The second group was led most prominently by Robert FitzRoy of the British Royal Navy (most famous for being the captain of the HMS Beagle on Charles Darwin’s journey to the Galapagos Islands).  In 1854, FitzRoy was appointed Chief of the brand new Meteorological Office, and he slowly began to modernize meteorological record keeping across Britain as well as at sea.  If this were the whole story, it might very well have been several more decades before anyone seriously tried to forecast the weather.  However, on the night of October 25, 1859, the coast of Wales was struck by the most violent storm in a century, in which the HMS Royal Charter–one of the most technologically advanced ships in the fleet–was wrecked, drowning nearly all of its 500 passengers.  FitzRoy took a bold step by proclaiming that the disaster could easily have been averted had a more complete system of weather measurement been in place.  He lobbied for the creation of storm warnings, the first of which was issued on February 6, 1861.  These warnings were displayed prominently along the coast using a series of symbols, and they were also delivered to local newspapers, along with a two-day forecast.
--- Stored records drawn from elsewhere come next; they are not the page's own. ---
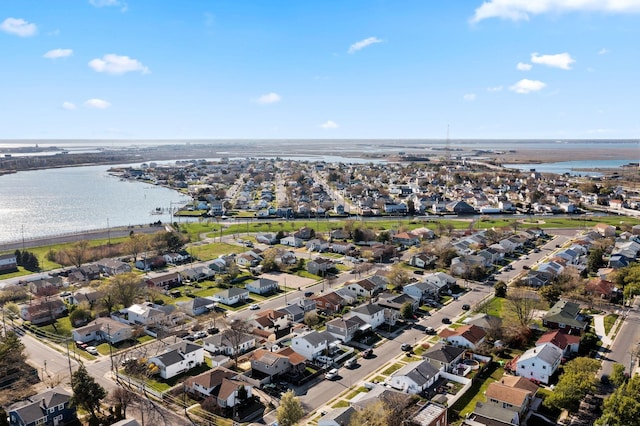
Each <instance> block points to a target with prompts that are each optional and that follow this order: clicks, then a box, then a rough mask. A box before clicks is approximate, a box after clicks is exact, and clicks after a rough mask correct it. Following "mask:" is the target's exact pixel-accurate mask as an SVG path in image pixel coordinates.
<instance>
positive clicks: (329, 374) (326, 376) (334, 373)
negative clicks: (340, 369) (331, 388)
mask: <svg viewBox="0 0 640 426" xmlns="http://www.w3.org/2000/svg"><path fill="white" fill-rule="evenodd" d="M324 378H325V379H327V380H334V379H337V378H338V369H337V368H332V369H331V370H329V371H327V372H326V373H325V375H324Z"/></svg>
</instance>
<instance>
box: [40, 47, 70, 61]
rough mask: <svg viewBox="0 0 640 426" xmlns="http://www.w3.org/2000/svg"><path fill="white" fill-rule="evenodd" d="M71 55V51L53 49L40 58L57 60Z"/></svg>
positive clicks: (68, 49) (47, 52)
mask: <svg viewBox="0 0 640 426" xmlns="http://www.w3.org/2000/svg"><path fill="white" fill-rule="evenodd" d="M71 55H73V50H71V49H53V50H50V51H48V52H47V53H45V54H44V55H42V57H43V58H47V59H58V58H66V57H67V56H71Z"/></svg>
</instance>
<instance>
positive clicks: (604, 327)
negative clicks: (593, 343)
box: [604, 314, 618, 335]
mask: <svg viewBox="0 0 640 426" xmlns="http://www.w3.org/2000/svg"><path fill="white" fill-rule="evenodd" d="M617 319H618V315H617V314H609V315H606V316H605V317H604V332H605V334H607V335H608V334H609V332H610V331H611V328H612V327H613V324H615V322H616V320H617Z"/></svg>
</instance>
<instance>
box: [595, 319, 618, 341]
mask: <svg viewBox="0 0 640 426" xmlns="http://www.w3.org/2000/svg"><path fill="white" fill-rule="evenodd" d="M604 317H605V316H604V315H594V316H593V325H594V329H595V330H594V331H595V333H596V334H597V335H598V338H599V339H600V340H601V341H602V347H609V346H611V343H612V342H613V340H612V339H611V337H609V336H608V335H606V333H605V330H604ZM613 331H614V327H611V330H609V333H612V332H613Z"/></svg>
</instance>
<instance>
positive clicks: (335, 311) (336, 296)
mask: <svg viewBox="0 0 640 426" xmlns="http://www.w3.org/2000/svg"><path fill="white" fill-rule="evenodd" d="M313 300H314V301H315V302H316V309H318V310H319V311H324V312H340V311H341V310H342V308H344V307H345V306H346V303H345V300H344V298H343V297H342V296H340V295H339V294H338V293H336V292H335V291H332V292H331V293H326V294H320V295H318V296H315V297H313Z"/></svg>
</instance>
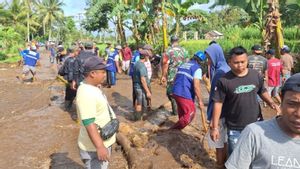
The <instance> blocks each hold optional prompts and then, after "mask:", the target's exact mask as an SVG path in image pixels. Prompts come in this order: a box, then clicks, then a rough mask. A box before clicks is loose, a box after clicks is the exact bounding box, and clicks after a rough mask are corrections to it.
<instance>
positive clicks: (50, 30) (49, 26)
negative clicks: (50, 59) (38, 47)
mask: <svg viewBox="0 0 300 169" xmlns="http://www.w3.org/2000/svg"><path fill="white" fill-rule="evenodd" d="M49 25H50V26H49V37H48V41H50V40H51V33H52V30H51V22H50V24H49Z"/></svg>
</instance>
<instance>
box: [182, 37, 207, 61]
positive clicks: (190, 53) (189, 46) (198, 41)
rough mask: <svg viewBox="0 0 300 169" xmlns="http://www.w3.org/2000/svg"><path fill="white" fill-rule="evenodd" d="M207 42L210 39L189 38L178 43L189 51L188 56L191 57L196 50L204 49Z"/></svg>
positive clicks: (182, 46) (206, 46)
mask: <svg viewBox="0 0 300 169" xmlns="http://www.w3.org/2000/svg"><path fill="white" fill-rule="evenodd" d="M209 42H210V40H189V41H182V42H180V45H181V46H182V47H184V48H185V49H186V50H187V51H188V52H189V55H190V57H192V56H193V54H194V53H196V52H197V51H199V50H201V51H204V50H205V49H206V48H207V46H208V44H209Z"/></svg>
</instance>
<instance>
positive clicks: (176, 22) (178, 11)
mask: <svg viewBox="0 0 300 169" xmlns="http://www.w3.org/2000/svg"><path fill="white" fill-rule="evenodd" d="M208 2H209V1H208V0H168V1H166V4H165V12H166V13H167V14H168V15H169V16H172V17H174V18H175V21H176V27H175V35H178V34H179V32H180V25H181V20H182V19H184V20H188V19H198V20H200V21H202V20H205V17H204V15H202V13H201V12H199V10H197V11H196V10H193V11H190V10H189V8H190V7H192V6H193V5H195V4H202V3H208Z"/></svg>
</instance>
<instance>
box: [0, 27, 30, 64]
mask: <svg viewBox="0 0 300 169" xmlns="http://www.w3.org/2000/svg"><path fill="white" fill-rule="evenodd" d="M22 44H25V43H24V40H23V38H22V37H21V35H20V34H19V33H17V32H16V31H15V29H14V28H11V27H10V28H6V27H0V48H2V50H1V53H0V60H4V59H7V58H9V57H11V56H15V55H18V48H19V47H21V46H22Z"/></svg>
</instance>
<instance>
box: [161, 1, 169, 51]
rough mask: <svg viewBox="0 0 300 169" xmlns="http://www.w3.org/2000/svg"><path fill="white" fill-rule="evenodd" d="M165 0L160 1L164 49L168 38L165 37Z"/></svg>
mask: <svg viewBox="0 0 300 169" xmlns="http://www.w3.org/2000/svg"><path fill="white" fill-rule="evenodd" d="M164 8H165V0H163V1H162V18H163V24H162V29H163V43H164V45H163V46H164V51H163V52H165V50H166V49H167V47H168V38H167V19H166V15H165V14H164V13H165V9H164Z"/></svg>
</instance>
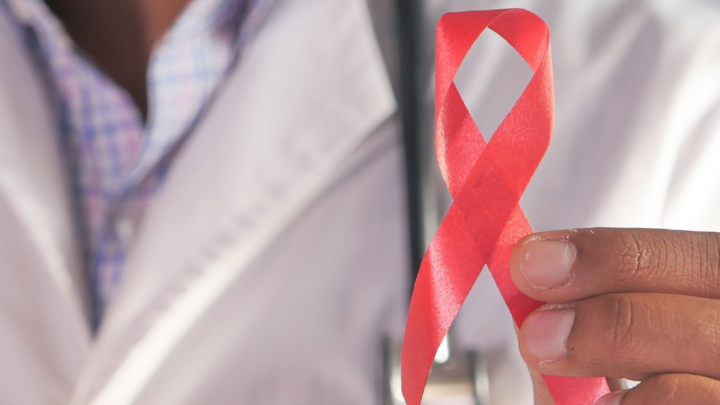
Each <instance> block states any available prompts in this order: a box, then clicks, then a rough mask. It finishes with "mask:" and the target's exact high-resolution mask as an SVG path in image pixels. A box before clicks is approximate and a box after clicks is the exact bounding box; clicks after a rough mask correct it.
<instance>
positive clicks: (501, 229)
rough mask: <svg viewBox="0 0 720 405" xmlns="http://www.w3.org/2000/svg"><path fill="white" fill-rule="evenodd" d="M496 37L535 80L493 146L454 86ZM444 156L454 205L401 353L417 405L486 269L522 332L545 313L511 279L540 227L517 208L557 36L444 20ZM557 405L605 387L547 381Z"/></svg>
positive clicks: (552, 379)
mask: <svg viewBox="0 0 720 405" xmlns="http://www.w3.org/2000/svg"><path fill="white" fill-rule="evenodd" d="M486 28H490V29H492V30H493V31H495V32H497V33H498V34H499V35H500V36H501V37H503V38H504V39H505V40H506V41H507V42H508V43H510V45H512V46H513V47H514V48H515V50H516V51H517V52H518V53H519V54H520V55H521V56H522V57H523V59H524V60H525V61H526V62H527V63H528V65H529V66H530V68H531V69H532V70H533V72H534V75H533V77H532V79H531V80H530V83H529V84H528V86H527V88H526V89H525V90H524V91H523V93H522V95H521V96H520V98H519V99H518V101H517V102H516V103H515V105H514V106H513V108H512V110H511V111H510V113H509V114H508V115H507V117H506V118H505V119H504V120H503V122H502V123H501V124H500V126H499V127H498V129H497V130H496V131H495V134H493V137H492V138H491V139H490V142H488V143H486V142H485V140H484V139H483V136H482V134H481V133H480V130H479V129H478V128H477V125H476V124H475V122H474V121H473V119H472V117H471V116H470V113H469V112H468V110H467V107H466V106H465V103H464V102H463V100H462V97H461V96H460V93H459V92H458V90H457V88H456V87H455V84H454V82H453V80H454V78H455V74H456V73H457V71H458V69H459V68H460V65H461V64H462V61H463V59H464V58H465V55H466V54H467V53H468V51H469V50H470V48H471V47H472V45H473V44H474V43H475V40H476V39H477V38H478V37H479V36H480V34H482V32H483V31H484V30H485V29H486ZM436 69H437V76H436V99H435V101H436V115H435V119H436V150H437V159H438V164H439V166H440V171H441V172H442V175H443V178H444V179H445V182H446V184H447V186H448V189H449V190H450V193H451V194H452V196H453V199H454V203H453V205H452V206H451V207H450V210H449V211H448V214H447V215H446V217H445V219H444V220H443V222H442V224H441V225H440V228H439V229H438V232H437V234H436V235H435V238H433V240H432V242H431V243H430V247H429V248H428V251H427V252H426V254H425V257H424V259H423V262H422V265H421V267H420V272H419V274H418V278H417V280H416V282H415V289H414V291H413V296H412V299H411V302H410V310H409V313H408V321H407V325H406V329H405V339H404V342H403V349H402V358H401V366H402V380H403V394H404V395H405V400H406V401H407V403H408V404H409V405H419V404H420V401H421V399H422V393H423V390H424V387H425V383H426V382H427V376H428V373H429V371H430V367H431V366H432V362H433V358H434V356H435V352H436V351H437V348H438V347H439V345H440V342H441V341H442V339H443V338H444V336H445V335H446V334H447V332H448V330H449V329H450V325H451V324H452V322H453V320H454V319H455V317H456V315H457V313H458V311H459V310H460V307H461V306H462V304H463V302H464V301H465V298H466V297H467V295H468V294H469V293H470V290H471V289H472V286H473V284H474V283H475V280H476V279H477V277H478V276H479V274H480V272H481V271H482V269H483V267H484V266H485V264H487V265H488V267H489V268H490V272H491V273H492V275H493V278H494V280H495V282H496V284H497V285H498V288H499V290H500V292H501V294H502V296H503V299H504V300H505V302H506V304H507V305H508V308H509V309H510V312H511V313H512V316H513V319H514V321H515V323H516V324H517V325H521V324H522V322H523V321H524V320H525V318H526V317H527V315H528V314H529V313H530V312H532V311H533V310H535V309H536V308H538V307H539V306H540V305H542V303H541V302H538V301H535V300H533V299H531V298H529V297H527V296H525V295H524V294H522V292H520V290H519V289H518V288H517V286H515V284H514V283H513V281H512V280H511V278H510V271H509V268H508V262H509V258H510V252H511V250H512V248H513V246H514V245H515V244H516V243H517V242H518V241H519V240H520V239H521V238H522V237H524V236H526V235H528V234H531V233H532V232H533V231H532V227H531V226H530V223H529V222H528V220H527V218H526V217H525V214H524V213H523V212H522V209H521V208H520V206H519V202H520V197H521V196H522V194H523V192H524V191H525V188H526V187H527V185H528V183H529V182H530V178H531V177H532V175H533V174H534V173H535V170H536V169H537V166H538V165H539V163H540V160H541V159H542V157H543V155H544V154H545V151H546V150H547V147H548V145H549V143H550V138H551V135H552V131H553V123H554V122H553V119H554V111H553V91H552V88H553V83H552V64H551V58H550V33H549V30H548V28H547V26H546V25H545V23H544V22H543V21H542V20H541V19H540V18H539V17H537V16H536V15H535V14H533V13H531V12H529V11H526V10H522V9H509V10H490V11H471V12H464V13H449V14H446V15H445V16H443V18H442V19H441V20H440V22H439V24H438V28H437V67H436ZM545 381H546V383H547V384H548V388H549V389H550V392H551V394H552V396H553V399H555V402H556V405H571V404H572V405H576V404H588V405H589V404H592V403H594V402H595V401H596V400H597V399H598V398H599V397H600V396H601V395H603V394H604V393H606V392H607V391H608V388H607V384H606V383H605V381H604V379H600V378H596V379H573V378H560V377H545Z"/></svg>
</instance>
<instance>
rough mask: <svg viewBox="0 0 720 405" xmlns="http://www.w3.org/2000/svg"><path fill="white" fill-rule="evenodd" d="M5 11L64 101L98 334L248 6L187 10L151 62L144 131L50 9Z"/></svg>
mask: <svg viewBox="0 0 720 405" xmlns="http://www.w3.org/2000/svg"><path fill="white" fill-rule="evenodd" d="M6 1H7V6H8V9H9V10H10V12H11V15H13V17H14V18H15V19H16V20H17V21H18V23H19V24H20V25H22V26H23V27H25V28H26V30H30V31H32V33H33V41H28V43H29V46H31V47H35V49H34V50H33V51H35V53H36V54H39V55H41V56H42V58H41V59H42V68H43V69H44V70H45V72H46V75H47V76H48V77H49V78H50V81H51V82H52V83H53V87H54V90H55V92H56V94H57V106H58V111H59V112H60V114H59V115H60V128H61V134H62V136H63V137H64V138H65V144H66V145H67V147H66V153H67V155H68V158H69V161H70V163H71V165H70V166H72V167H73V168H74V170H72V172H73V174H74V175H73V176H72V177H73V180H74V187H73V190H74V193H73V194H74V197H75V199H76V206H77V210H76V211H77V212H78V221H79V227H78V228H79V229H80V233H81V234H82V235H84V238H83V239H84V240H85V248H86V249H85V250H86V257H87V263H88V266H89V269H90V270H91V271H90V273H91V274H92V281H91V285H92V290H93V294H92V295H93V301H94V302H93V323H94V325H97V324H98V323H99V321H100V319H101V316H102V314H103V313H104V312H105V308H106V307H107V305H108V304H109V303H110V302H111V301H112V299H113V297H114V296H115V294H116V293H117V291H118V287H119V285H120V281H121V278H122V269H123V265H124V263H125V260H126V256H127V253H128V249H129V247H130V245H131V243H132V241H133V236H134V235H135V232H136V230H137V228H138V227H139V226H140V224H141V221H142V216H143V212H144V211H145V208H146V206H147V204H148V202H149V201H150V199H151V198H152V196H153V194H154V193H155V191H156V190H157V189H158V187H159V186H160V185H161V183H162V180H163V177H164V174H165V173H166V172H167V167H168V165H169V163H170V162H171V160H172V159H171V158H172V156H171V155H172V151H173V149H174V148H175V147H176V146H178V144H179V142H180V141H181V140H182V139H183V138H184V137H185V136H186V135H187V134H188V133H189V132H190V130H191V128H192V126H193V123H194V122H195V121H196V120H197V119H198V117H199V115H200V112H201V111H202V109H203V107H204V106H205V105H206V104H207V102H208V100H209V99H210V98H211V96H212V94H213V92H214V91H215V89H216V87H217V86H218V83H219V82H220V81H221V80H222V78H223V77H224V76H225V74H226V72H227V71H228V69H229V67H230V65H231V63H232V61H233V59H234V58H235V55H236V53H237V44H238V36H239V22H240V21H241V19H242V16H243V15H244V14H245V11H246V10H245V8H246V4H247V2H245V1H244V0H193V1H192V2H191V3H190V4H189V5H188V6H187V7H186V9H185V10H184V11H183V12H182V13H181V15H180V17H179V18H178V20H177V21H176V22H175V24H174V25H173V26H172V27H171V29H170V30H169V32H168V33H167V34H166V35H165V36H164V37H163V39H162V40H161V42H160V43H159V44H158V45H157V46H156V47H155V49H154V52H153V54H152V55H151V57H150V62H149V66H148V72H147V86H148V118H147V122H146V123H144V122H143V120H142V118H141V115H140V112H139V111H138V109H137V107H136V106H135V104H134V102H133V100H132V99H131V98H130V96H129V95H128V94H127V92H126V91H124V89H122V88H120V87H119V86H118V85H116V84H115V83H114V82H113V81H112V80H111V79H109V78H108V77H107V76H106V75H104V74H103V73H102V72H101V71H100V70H99V69H97V68H96V67H95V66H94V65H93V64H92V63H91V62H90V61H88V60H87V59H86V58H84V57H83V55H82V53H81V52H79V51H78V50H77V49H76V48H75V46H74V44H73V42H72V40H71V38H70V37H69V35H68V34H67V33H66V31H65V30H64V28H63V26H62V24H61V23H60V21H59V20H58V19H57V18H56V17H55V16H54V15H53V14H52V12H51V11H50V10H49V9H48V8H47V6H46V5H45V4H44V3H43V2H42V1H40V0H6Z"/></svg>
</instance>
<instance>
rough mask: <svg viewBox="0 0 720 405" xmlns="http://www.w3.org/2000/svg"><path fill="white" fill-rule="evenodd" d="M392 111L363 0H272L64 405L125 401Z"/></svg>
mask: <svg viewBox="0 0 720 405" xmlns="http://www.w3.org/2000/svg"><path fill="white" fill-rule="evenodd" d="M394 110H395V102H394V99H393V96H392V92H391V88H390V85H389V82H388V80H387V74H386V72H385V69H384V66H383V63H382V57H381V55H380V53H379V51H378V49H377V44H376V42H375V38H374V34H373V30H372V25H371V22H370V20H369V17H368V15H367V10H366V7H365V4H364V2H363V1H362V0H352V1H349V0H319V1H315V2H310V3H308V2H305V1H301V0H285V1H279V2H277V3H276V4H275V6H274V9H273V10H272V12H271V14H270V15H269V17H268V19H267V21H266V22H265V24H264V25H263V26H262V28H261V29H260V30H259V31H258V32H257V35H256V36H255V37H254V38H253V39H252V40H251V41H249V43H248V45H247V47H246V48H245V49H244V52H243V55H242V58H241V60H240V63H239V64H238V66H237V68H236V69H235V70H234V71H233V73H232V75H231V76H230V77H229V79H228V81H227V83H225V84H224V85H222V86H221V90H220V93H219V94H218V97H217V98H216V100H215V101H214V104H213V105H212V107H211V108H210V109H209V111H208V113H207V114H206V115H205V116H204V117H203V119H202V120H201V122H200V123H199V126H198V128H197V129H196V131H195V133H194V134H193V135H192V136H191V137H190V138H189V139H188V140H187V143H186V144H185V145H184V146H183V148H182V150H180V152H179V154H178V156H177V157H176V159H175V161H174V162H173V166H172V168H171V171H170V173H169V175H168V178H167V179H166V183H165V184H164V186H163V189H162V190H161V191H160V192H159V194H158V196H157V197H156V199H155V200H154V201H153V203H152V204H151V206H150V208H149V210H148V212H147V214H146V217H145V219H144V222H143V224H142V227H141V229H140V231H139V233H138V235H137V237H136V240H135V243H134V246H133V249H132V251H131V254H130V258H129V260H128V263H127V268H126V271H125V273H124V279H123V286H122V289H121V291H120V293H119V296H118V297H117V300H116V301H115V303H114V304H113V306H112V307H111V308H110V310H109V312H108V313H107V315H106V319H105V321H104V322H105V325H104V326H103V328H102V330H101V334H100V336H99V340H98V346H97V350H96V353H95V356H94V358H93V359H91V361H90V364H89V366H88V369H87V370H86V373H85V378H84V379H83V382H82V384H81V385H80V387H79V390H78V392H77V393H76V394H77V396H76V398H75V402H74V403H77V404H80V403H86V402H87V401H89V400H91V398H95V401H94V402H92V403H94V404H103V403H105V402H104V401H105V399H109V398H113V401H115V402H113V403H114V404H121V403H130V401H131V400H132V398H133V397H134V395H135V394H137V393H138V391H139V390H142V387H143V385H144V384H145V383H146V382H147V380H148V379H150V378H152V373H153V372H154V367H157V366H158V365H159V364H160V363H162V360H163V358H164V354H165V353H167V352H168V351H170V350H172V347H173V345H174V343H175V342H176V341H177V340H178V339H181V338H182V336H183V334H184V332H183V331H184V330H186V329H187V328H189V327H192V324H193V322H194V320H195V319H196V318H197V317H199V316H201V315H202V313H203V311H204V310H205V308H206V307H207V306H208V305H211V304H212V301H213V300H214V298H215V297H217V295H218V294H220V293H222V291H223V289H224V287H225V286H227V285H228V283H232V282H233V280H234V279H235V277H236V276H237V274H238V273H239V272H241V271H242V269H243V268H244V266H246V265H248V264H249V263H250V262H251V261H252V260H253V258H254V257H255V255H256V254H258V253H259V252H261V251H262V250H263V248H264V246H265V245H266V244H267V243H269V242H270V241H271V240H272V239H273V237H274V235H276V234H277V233H278V232H282V228H283V226H285V224H286V223H287V222H288V221H290V220H292V218H293V217H294V216H295V215H297V214H298V213H299V212H300V210H301V209H302V208H303V207H304V206H305V205H306V204H307V203H308V202H310V201H311V200H312V199H313V198H314V197H315V196H316V195H317V194H318V193H320V192H321V191H322V189H323V188H324V187H325V185H326V184H327V182H328V181H329V180H331V179H332V176H333V173H334V171H335V169H336V168H337V167H338V166H339V165H340V164H341V163H342V162H343V160H344V159H345V158H347V156H348V155H349V154H350V153H351V152H352V151H353V149H354V148H355V147H356V146H357V145H358V144H360V143H361V142H362V141H363V139H364V138H365V137H367V136H368V135H369V134H370V133H372V131H373V130H374V129H376V128H377V127H378V126H379V125H380V124H382V123H383V122H384V121H385V120H386V119H388V117H389V116H390V115H391V114H393V112H394ZM279 254H281V252H279ZM128 353H129V357H127V358H125V355H126V354H128ZM148 356H149V357H148ZM138 375H140V377H138ZM118 398H120V399H118Z"/></svg>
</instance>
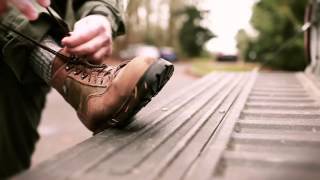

The rest of FitzRoy’s story is unhappy.  As a devout Christian and Biblical literalist, he was deeply troubled by the 1859 publication of his companion Darwin’s work On the Origin of Species.  Further, his weather forecasting abilities were sharply criticized by the public and established scientists alike.  He fell into despondency and eventually took his own life in 1865.  The forecasts issued by the Meteorological Office fell into further disrepute and were eventually discontinued in 1866.  The storm warnings were briefly discontinued as well; however, they proved to have much greater utility and were reinstated less than two years later, having already been adopted by much of mainland Europe.  The weather forecasts, on the other hand, would not be reinstated until 1879.  Meanwhile, the US, still in recovery from the Civil War, had taken the lead under President Ulysses Grant by establishing the Weather Bureau (now the National Weather Service) in 1870 “…for giving notice on the Northern Lakes and the seacoast of the United States by magnetic telegraph and marine signals of the approach and force of storms.”

And that’s how weather forecasting was born.  There’s much more to the story; namely the entire 20th century.  I’ll talk about those developments next time.

References

  • The Ben Franklin anecdote can be found in Patrick J. Fitzpatrick’s book, Hurricanes:  A Reference Handbook.
  • The early history of weather reporting in Europe is described in Climate Since AD 1500 by Bradley and Jones.
  • A lot of info about the Smithsonian Institution’s contribution to US weather forecasting can be found on NOAA’s “History” page.
  • Robert FitzRoy’s story is mainly taken from Gribbin and Gribbin’s biography FitzRoy, as well as an essay by Malcolm Walker found here.